Manche Spiele wollen einfach nicht ansprechen. Mein Name ist Endless Legend, was so generisch aber gleichzeitig nicht griffig genug ist, um hängenzubleiben. Mein Cover ist belanglos, meine Screenshots klein und auch sonst tue ich einfach mal so, als wäre ich nichts Besonderes. Und sollte das nicht reichen: Ich mache mich einfach mal so intuitiv wie Photoshop, das sollte auch noch den letzten unbedarft Interessierten abschrecken.
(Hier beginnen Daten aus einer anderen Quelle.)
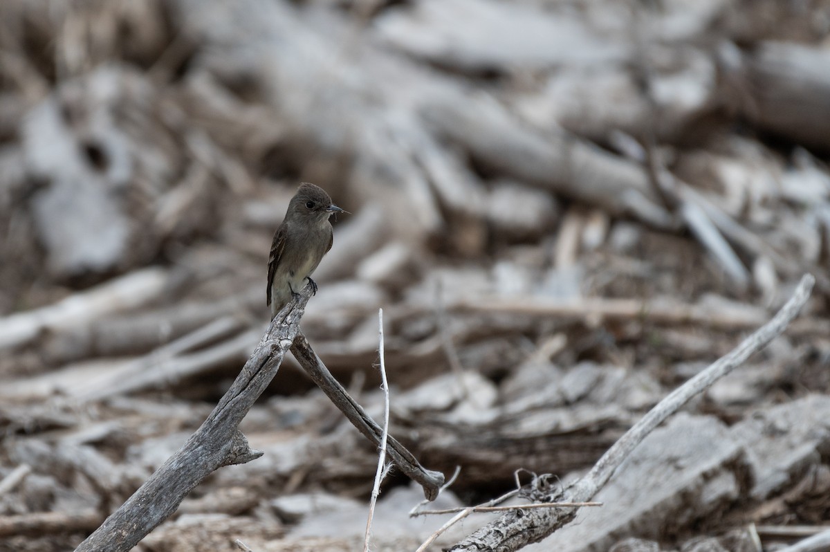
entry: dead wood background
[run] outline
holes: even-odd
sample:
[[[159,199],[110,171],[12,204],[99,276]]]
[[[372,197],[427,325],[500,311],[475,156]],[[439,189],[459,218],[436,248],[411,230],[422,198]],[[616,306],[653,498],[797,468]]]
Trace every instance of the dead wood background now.
[[[383,307],[392,434],[461,467],[439,508],[576,476],[812,272],[784,336],[525,550],[815,532],[828,33],[818,0],[3,0],[0,550],[73,550],[201,424],[303,180],[353,213],[303,331],[377,416]],[[290,360],[242,429],[264,456],[137,550],[356,550],[376,452]],[[443,523],[422,496],[393,472],[374,548]]]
Warum sich Endless Legend, das antut, ist mir völlig unklar. Das hier ist ein echter Geheimtipp, gerade für fortgeschrittene Genre-Einsteiger. Angesichts der inhärenten Komplexität eines guten 4X-Spiels - und das ist das hier! - hängt aber vieles davon ab, wie man in das Spiel hineingeführt wird. Eine Möglichkeit wäre eine Tutorial-Kampagne, die einem nach und nach die Mechaniken vorführt, durch Wiederholung funktioniert, wo es nötig ist, erklärt, wo es gebraucht wird, einem das Spiel in unterhaltsamen Stunden näherbringt und so ein wenig den Schock der Wucht all der Optionen herausnimmt. Oder man schmeißt den Spieler einfach in ein monströses Hauptmenü und guckt mal, wie es wird. Ist auch eine Variante, gebe ich zu.
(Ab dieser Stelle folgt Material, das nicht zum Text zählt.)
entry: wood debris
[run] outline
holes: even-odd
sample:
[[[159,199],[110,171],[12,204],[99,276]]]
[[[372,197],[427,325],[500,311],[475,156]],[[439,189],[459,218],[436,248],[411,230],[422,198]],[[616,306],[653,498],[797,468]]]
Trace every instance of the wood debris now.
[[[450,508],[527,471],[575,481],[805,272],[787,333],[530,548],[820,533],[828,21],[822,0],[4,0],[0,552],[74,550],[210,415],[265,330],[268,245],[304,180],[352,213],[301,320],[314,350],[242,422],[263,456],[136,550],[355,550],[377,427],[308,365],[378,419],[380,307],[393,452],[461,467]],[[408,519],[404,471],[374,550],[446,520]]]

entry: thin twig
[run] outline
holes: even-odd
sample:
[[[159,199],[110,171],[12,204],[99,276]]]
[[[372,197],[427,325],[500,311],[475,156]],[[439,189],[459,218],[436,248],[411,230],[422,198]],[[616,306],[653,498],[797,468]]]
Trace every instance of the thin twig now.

Ja, es gibt ein Tutorial, aber das ist ein schlechter Witz. Es erklärt noch nicht einmal sinnvoll die Stärken, die Endless Legend zu bieten hat. Zum Beispiel, dass die Fraktionen nicht nur unterschiedliche Grafiksets mit ein paar Unterschieden in den Einheiten darstellen, sondern dass sie grundverschiedene Spielstile bedeuten. Meine Favoriten beispielsweise sind die Händler, die Roving-Clans, welche keinen Krieg starten können. Ihr Städte können wandern - es sind letztlich elaborierte Wagenburgen -, sie haben Zugang zu allem und jedem, Boni ohne Ende aber trotz all dieser Vorteile können sie eines nicht: Krieg erklären. Es liegt einfach nicht in ihrer Natur, es widerspricht ihrem Lebensstil. Das wäre zum Beispiel eine Information, die man einem neuen Spieler leichter näherbringen könnte als in einer sehr knapp gehaltenen Pop-up-Box in einem zwar aufgeräumt wirkenden, aber letztendlich extrem vollgepackten und mächtigen Optionsmenü zum Start einer Runde mit bis zu 600 langen Spielzügen.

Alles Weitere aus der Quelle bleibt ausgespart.